もっと詳しくお知りになりたい方は、「マクロビオティック」正食協会のホームページへ。

◆伝統食をお手本に◆ 

「マクロビオティック」は、上のポイントをベースに、穀類や野菜、海藻を中心に、タンパク源は魚介類と大豆製品などをとり、飲み物はコーヒー、アルコールは避けて刺激の弱いお茶を飲み、食材や調味料は、有機農産物、天然醸造のものを使います。また食べ物を陰陽(カラダを冷やすものと温めるもの)で判断して、調和をとって食べるのが特徴的です。

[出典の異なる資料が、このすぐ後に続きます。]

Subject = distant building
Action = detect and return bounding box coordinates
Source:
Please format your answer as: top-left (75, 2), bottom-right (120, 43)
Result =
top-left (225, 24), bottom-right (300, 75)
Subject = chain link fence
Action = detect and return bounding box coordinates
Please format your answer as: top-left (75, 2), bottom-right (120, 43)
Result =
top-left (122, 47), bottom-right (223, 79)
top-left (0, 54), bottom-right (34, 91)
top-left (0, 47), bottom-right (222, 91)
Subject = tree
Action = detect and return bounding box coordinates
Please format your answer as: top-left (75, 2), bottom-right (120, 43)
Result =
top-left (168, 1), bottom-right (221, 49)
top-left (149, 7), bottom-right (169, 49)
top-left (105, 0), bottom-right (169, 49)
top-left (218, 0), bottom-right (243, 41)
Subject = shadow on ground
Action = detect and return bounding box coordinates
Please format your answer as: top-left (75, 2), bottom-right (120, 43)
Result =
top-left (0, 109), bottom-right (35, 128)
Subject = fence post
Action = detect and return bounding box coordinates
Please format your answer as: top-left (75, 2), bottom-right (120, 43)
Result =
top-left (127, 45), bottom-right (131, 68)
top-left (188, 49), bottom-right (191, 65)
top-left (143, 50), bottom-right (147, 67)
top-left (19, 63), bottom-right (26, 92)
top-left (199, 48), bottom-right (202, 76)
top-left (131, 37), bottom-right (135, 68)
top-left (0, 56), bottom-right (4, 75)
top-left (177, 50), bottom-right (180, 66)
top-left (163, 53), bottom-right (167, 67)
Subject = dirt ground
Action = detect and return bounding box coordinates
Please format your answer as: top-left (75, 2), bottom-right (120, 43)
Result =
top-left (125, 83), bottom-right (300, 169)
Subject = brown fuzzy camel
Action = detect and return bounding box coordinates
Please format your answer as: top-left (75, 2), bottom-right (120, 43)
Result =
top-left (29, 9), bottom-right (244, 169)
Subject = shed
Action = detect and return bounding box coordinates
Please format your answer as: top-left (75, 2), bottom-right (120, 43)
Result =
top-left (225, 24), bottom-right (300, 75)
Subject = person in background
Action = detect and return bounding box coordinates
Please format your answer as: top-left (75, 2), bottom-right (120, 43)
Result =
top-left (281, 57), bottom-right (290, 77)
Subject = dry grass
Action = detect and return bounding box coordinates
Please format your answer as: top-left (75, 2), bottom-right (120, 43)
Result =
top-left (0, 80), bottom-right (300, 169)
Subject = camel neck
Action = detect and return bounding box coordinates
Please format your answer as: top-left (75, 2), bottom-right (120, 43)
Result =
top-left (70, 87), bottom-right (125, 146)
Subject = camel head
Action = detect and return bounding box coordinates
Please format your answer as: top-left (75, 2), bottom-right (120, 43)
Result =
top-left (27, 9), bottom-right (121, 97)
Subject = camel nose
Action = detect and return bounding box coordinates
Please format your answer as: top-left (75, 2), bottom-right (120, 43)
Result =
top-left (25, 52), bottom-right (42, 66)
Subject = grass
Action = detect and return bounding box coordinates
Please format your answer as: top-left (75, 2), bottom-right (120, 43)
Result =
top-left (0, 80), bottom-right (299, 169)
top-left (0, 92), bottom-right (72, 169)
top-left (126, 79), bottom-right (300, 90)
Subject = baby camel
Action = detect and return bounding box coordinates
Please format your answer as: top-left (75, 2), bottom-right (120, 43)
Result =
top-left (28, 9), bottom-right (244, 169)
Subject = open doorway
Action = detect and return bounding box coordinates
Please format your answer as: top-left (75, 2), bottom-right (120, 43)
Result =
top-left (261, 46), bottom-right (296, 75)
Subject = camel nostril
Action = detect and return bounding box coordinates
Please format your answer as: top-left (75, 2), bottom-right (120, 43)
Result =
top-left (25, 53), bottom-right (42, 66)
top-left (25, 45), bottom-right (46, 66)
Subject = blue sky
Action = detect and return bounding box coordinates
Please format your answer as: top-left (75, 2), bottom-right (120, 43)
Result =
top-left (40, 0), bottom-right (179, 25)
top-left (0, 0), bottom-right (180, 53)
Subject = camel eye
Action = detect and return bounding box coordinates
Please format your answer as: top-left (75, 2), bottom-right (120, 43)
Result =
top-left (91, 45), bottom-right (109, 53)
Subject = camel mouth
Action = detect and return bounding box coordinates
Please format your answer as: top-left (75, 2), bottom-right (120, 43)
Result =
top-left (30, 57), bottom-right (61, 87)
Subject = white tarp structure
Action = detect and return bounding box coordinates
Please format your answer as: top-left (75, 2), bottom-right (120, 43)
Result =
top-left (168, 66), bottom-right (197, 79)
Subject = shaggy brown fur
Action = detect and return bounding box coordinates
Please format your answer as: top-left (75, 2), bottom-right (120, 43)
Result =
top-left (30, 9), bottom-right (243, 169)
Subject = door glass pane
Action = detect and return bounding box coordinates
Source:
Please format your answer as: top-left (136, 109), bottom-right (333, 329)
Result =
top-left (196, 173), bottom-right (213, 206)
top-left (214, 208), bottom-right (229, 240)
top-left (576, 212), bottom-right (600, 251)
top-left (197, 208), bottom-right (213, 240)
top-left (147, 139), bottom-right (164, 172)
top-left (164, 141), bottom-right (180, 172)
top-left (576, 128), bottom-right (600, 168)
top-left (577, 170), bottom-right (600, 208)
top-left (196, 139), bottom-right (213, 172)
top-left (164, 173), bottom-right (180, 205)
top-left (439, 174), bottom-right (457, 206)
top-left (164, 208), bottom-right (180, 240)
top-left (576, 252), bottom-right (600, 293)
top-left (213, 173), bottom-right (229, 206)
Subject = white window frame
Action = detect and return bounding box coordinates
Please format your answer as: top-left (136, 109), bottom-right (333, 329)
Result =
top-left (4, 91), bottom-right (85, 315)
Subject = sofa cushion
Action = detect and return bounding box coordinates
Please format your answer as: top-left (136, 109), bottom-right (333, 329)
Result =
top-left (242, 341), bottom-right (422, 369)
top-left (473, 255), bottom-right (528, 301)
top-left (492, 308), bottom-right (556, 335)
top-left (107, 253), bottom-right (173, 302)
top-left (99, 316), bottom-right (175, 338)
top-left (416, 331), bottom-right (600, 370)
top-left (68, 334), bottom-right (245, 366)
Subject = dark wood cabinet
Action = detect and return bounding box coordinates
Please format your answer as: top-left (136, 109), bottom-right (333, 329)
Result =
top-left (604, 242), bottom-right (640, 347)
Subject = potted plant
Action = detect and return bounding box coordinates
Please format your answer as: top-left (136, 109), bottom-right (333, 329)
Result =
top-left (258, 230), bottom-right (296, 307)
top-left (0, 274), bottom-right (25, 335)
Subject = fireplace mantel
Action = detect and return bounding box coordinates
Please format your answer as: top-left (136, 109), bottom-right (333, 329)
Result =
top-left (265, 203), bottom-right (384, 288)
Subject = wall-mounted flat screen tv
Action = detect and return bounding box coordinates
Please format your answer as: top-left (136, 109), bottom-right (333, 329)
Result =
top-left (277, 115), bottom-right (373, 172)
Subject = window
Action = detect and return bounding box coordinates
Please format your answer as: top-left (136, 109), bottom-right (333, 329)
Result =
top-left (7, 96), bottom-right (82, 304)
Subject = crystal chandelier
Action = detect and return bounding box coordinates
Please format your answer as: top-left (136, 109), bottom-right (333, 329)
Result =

陰陽調理をのぞけば、「マクロビオティック」は日本の伝統食に似ています。アメリカや日本などの先進国が悩みとして抱える肥満や生活習慣病の原因は、動物性食品の食べ過ぎによるもの。だからこそ、動物性食品を控えた低カロリーな「マクロビオティック」が、健康&美容食として注目されているのでしょう。「マクロビオティック」は難しそうと思う人でも、伝統食をお手本にできることは多いと思います。

◆手軽なレトルト食品も登場◆ 

最近インターネットや雑誌などで、「マクロビオティック」を実践しているスーパーモデルが開発したレトルト食品などを見かけます。温めて食べるだけなので、手軽に健康と美容がgetできると好評のようです。確かに素材も有機栽培などにこだわり、陰陽を調和させたマクロビオティックメニューもありますが、中には?と疑問を持つものもありました。

他の生命をいただくことで、私たちのカラダが作られる。だからこそ感謝し、丸ごと命をいただく。という考え方もマクロビオティックの根本であり、これは「食の原点」でもあると思います。忙しい現代人が手軽に使えるレトルト食品は確かに助かりますが、簡便性ばかりや機能性ばかりを求めて、食の原点である感謝を忘れてはならないと思います。(もちろん私の反省も含めてですよ!)